Waltham Forest Council Officers Recommend Approval for LVRPA’s Campsite & Stables Plans

Local people enjoying Leyton Marshes on the former golf course, which the LVRPA plans to turn into a 'trailer park'

Local people enjoying Leyton Marshes on the former golf course, which the LVRPA plans to turn into a ‘trailer park’

The Lee Valley Regional Park Authority have submitted two planning applications to the borough of Waltham Forest which are to be decided on at Tuesday evening’s WF Planning Committee meeting. This really is a last ditch attempt to save Leyton Marsh, and it would be fantastic to have a really large demonstration on the Town Hall steps and a lot of support in the Council Chamber for this meeting. Abigail Woodman of Save Lea Marshes will be speaking against the proposals, as will Katy Andrews and John Gilbert of the Lammas Lands Defence Committee and NE London CPRE is also planning to speak.
The Borough’s Officers are recommending that both of these applications should be approved.
The proposals are in fact completely against the borough’s own Local Development Framework and BAP and against the London Plan.
The first of the applications is to build a huge livery stable at the Riding Centre. This means stabling where privately-owned horses can be kept and cared for by the Riding Centre staff on payment of a very high fee. This is of absolutely no benefit to local residents, yet it is taking place on our Lammas Lands by an organisation which is supposed to be providing recreational facilities for Londoners whilst protecting the openness and biodiversity of the Lea Valley – London’s “Green Lung.” So much land at the Riding Centre has already been covered in the stables (there are now 90 horses in an area where originally 24 ponies were given planning permission) that it is already built up beyond the limits of acceptability for Metropolitan Open Land.
The other is to fence the public out from the entire Golf Course south of Lea Bridge Road, which the LVRPA hid from public view about 15 years ago by building a visitors’ centre and massive car-park between the golf course and Lea Bridge Road. Before that the area was open and could be seen to be open.

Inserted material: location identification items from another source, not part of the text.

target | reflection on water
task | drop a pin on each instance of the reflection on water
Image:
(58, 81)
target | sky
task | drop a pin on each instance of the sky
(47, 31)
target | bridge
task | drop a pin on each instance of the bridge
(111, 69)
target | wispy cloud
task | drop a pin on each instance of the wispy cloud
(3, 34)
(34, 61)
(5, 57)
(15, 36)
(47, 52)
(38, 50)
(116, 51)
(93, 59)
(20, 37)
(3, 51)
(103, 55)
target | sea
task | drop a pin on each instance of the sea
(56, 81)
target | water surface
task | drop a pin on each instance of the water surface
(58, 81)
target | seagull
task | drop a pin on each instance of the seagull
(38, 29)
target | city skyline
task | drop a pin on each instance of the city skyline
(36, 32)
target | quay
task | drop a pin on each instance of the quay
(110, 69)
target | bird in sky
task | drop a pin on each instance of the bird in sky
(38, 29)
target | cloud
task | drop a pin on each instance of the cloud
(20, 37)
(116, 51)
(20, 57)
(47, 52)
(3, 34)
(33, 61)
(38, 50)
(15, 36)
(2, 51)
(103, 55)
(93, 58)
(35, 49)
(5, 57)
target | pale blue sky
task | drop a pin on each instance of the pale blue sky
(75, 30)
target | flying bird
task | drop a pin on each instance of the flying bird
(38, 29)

This the LVRPA want to use as a private trailer park and camp-site including for motor-homes. The use would be permanent, not time-limited, and open all year round. So local people would be fenced out of our Lammas Lands all day every day, and there would be loss of yet more precious open space with immense biodiversity potential.

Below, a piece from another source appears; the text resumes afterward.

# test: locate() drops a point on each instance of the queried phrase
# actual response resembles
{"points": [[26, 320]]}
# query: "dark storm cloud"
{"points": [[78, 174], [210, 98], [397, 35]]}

Although Planning Committee members will not be told this, the LVRPA’s eventual aim is to cover this area with “pixie-hut” holiday chalets; if this change of use is accepted on Tuesday, then it would cover that as well as a more innocuous-sounding “camping” use.
As with the first application, there is absolutely no benefit to local people for this. We would lose access to our local Lammas Rights (commuted in 1905 from the right to graze cattle to the right of “free access in perpetuity for the purposes of relaxation and recreation” and sadly “suspended” by the Compulsory Purchase Order of the land by the LVRPA in 1971).

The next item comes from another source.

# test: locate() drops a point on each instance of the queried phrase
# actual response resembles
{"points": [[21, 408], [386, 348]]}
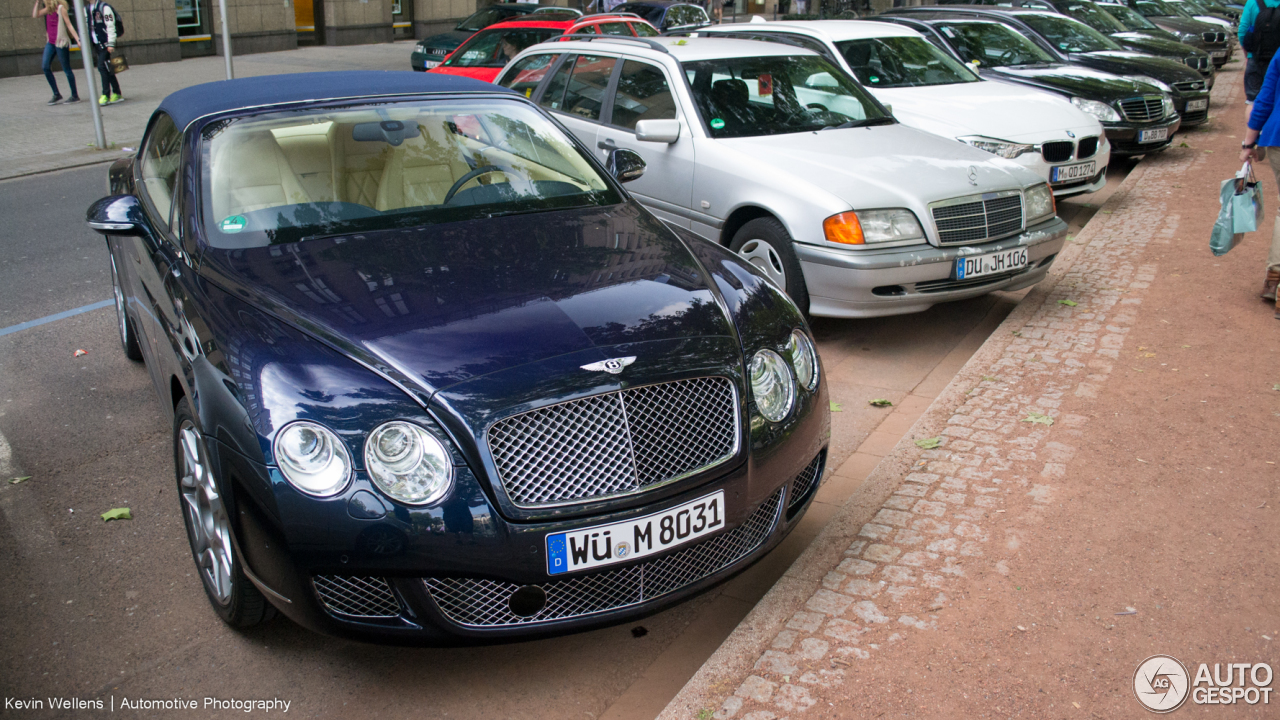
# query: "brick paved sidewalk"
{"points": [[36, 137], [927, 519]]}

As part of the second application, the LVRPA also want to put in a paddock above the flood relief channel where it flows underground into the River Lea, for ponies to be used for pony trekking. There would not be any shelter there for the ponies, and the LVRPA say that they will be led across Lea Bridge Road twice per day to get there and back. There are a number of significant animal welfare issues about this.
If these applications go through next Tuesday, Leyton Marshes will effectively have ceased to exist as a contiguous whole and as an open space.
If passed, there is no possibility of an Appeal, but the way would be open to a) a formal Complaint to the Local Government Ombudsman; and/or b) Judicial Review (although JR can only be used against the process that was used, and in this case the grounds would have to be that officers gave insufficient consideration to higher legislation) and/or application for an injunction against any work starting to build more stables or to fence off the Golf Course. If passed, we would expect both to begin immediately, especially as the LVRPA have been taking bookings for the as yet non-existent camp-site over their website since early May.
Please join us on the steps of Waltham Forest Town Hall, from 6.30pm on Tuesday 2nd July to protest against yet more destructive plans for Leyton Marshes.
The planning committee meeting begins at 7pm.